Naive Bayes prediction in R with reading characters as factors and without factors
I'm trying to use Naive bayes on Mushroom Data set. Data set is 8124*23
with first column as response variable {'edible','poisonous'}
. I've eliminated missing data. Final, data set is 5644*23
. Below is the code I've used.
mushroom.data <- read.csv("mushroom.data",header = FALSE, stringsAsFactors = FALSE)
#mushroom.data <- read.csv("mushroom.data",header = FALSE, stringsAsFactors = TRUE)
#Eliminating missing data
mushroom.data <- subset(mushroom.data,mushroom.data$V12 != '?')
# Factoring target class
mushroom.data$V1 <- as.factor(mushroom.data$V1)
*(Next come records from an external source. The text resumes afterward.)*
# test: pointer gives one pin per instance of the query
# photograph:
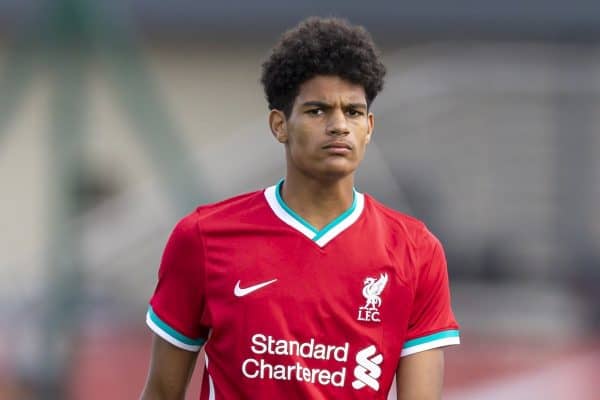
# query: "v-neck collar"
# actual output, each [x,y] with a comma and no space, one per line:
[320,237]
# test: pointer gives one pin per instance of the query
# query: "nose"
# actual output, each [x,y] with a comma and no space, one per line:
[337,124]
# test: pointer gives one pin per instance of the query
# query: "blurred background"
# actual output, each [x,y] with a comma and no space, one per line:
[118,117]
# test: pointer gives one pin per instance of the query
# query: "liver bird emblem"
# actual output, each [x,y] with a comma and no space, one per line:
[372,291]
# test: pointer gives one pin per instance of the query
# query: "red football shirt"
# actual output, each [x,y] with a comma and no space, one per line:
[288,311]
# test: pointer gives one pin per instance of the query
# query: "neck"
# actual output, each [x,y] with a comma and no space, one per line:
[316,201]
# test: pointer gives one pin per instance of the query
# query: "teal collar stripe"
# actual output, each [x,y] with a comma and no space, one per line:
[432,338]
[323,236]
[172,332]
[292,212]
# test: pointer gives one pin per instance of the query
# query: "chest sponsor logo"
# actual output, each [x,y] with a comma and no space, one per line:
[373,287]
[367,370]
[241,292]
[311,362]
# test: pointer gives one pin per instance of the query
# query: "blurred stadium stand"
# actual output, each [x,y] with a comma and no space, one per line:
[487,130]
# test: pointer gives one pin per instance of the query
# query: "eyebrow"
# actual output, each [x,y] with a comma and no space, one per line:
[322,104]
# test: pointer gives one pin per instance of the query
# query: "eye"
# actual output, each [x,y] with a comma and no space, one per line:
[354,113]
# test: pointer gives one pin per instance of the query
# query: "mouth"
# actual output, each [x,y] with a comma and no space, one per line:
[338,146]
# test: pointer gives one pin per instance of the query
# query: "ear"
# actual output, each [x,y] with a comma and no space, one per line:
[371,125]
[278,125]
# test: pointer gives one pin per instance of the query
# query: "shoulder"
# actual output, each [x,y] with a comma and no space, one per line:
[227,210]
[398,221]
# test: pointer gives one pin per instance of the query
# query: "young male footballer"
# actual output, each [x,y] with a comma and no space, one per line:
[308,289]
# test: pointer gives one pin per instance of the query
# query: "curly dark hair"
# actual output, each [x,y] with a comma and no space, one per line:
[321,46]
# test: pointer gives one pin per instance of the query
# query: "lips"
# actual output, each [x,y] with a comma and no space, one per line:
[338,145]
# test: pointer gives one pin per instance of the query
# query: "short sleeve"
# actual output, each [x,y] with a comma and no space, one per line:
[178,302]
[431,323]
# First 4000 records as Training set.
mushroom.train.class <- mushroom.data[1:4000,1]
mushroom.train.data <- mushroom.data[1:4000,-1]
# Building naive bayes classifier
nb.model <- naiveBayes(mushroom.train.data,mushroom.train.class,laplace = 1)
# Last 1644 are Test records
mushroom.test.data <- mushroom.data[4001:5644,-1]
mushroom.test.class <- mushroom.data[4001:5644,1]
# Predicition
nb.pred <- predict(nb.model,mushroom.test.data)
# checking proportions of the predictions
prop.table(table(nb.pred))
The model is predicting everything into edible class
with stringAsFactors = FALSE with accuracy 10-15% and with stringAsFactors = TRUE the accuracy is 91%. What is happening with factoring?
Edit 1: Changed the title. Original problem was solved.
Solution 1:
You can't model character with NaiveBayes. Check ?NaiveBayes and look out for arguments section.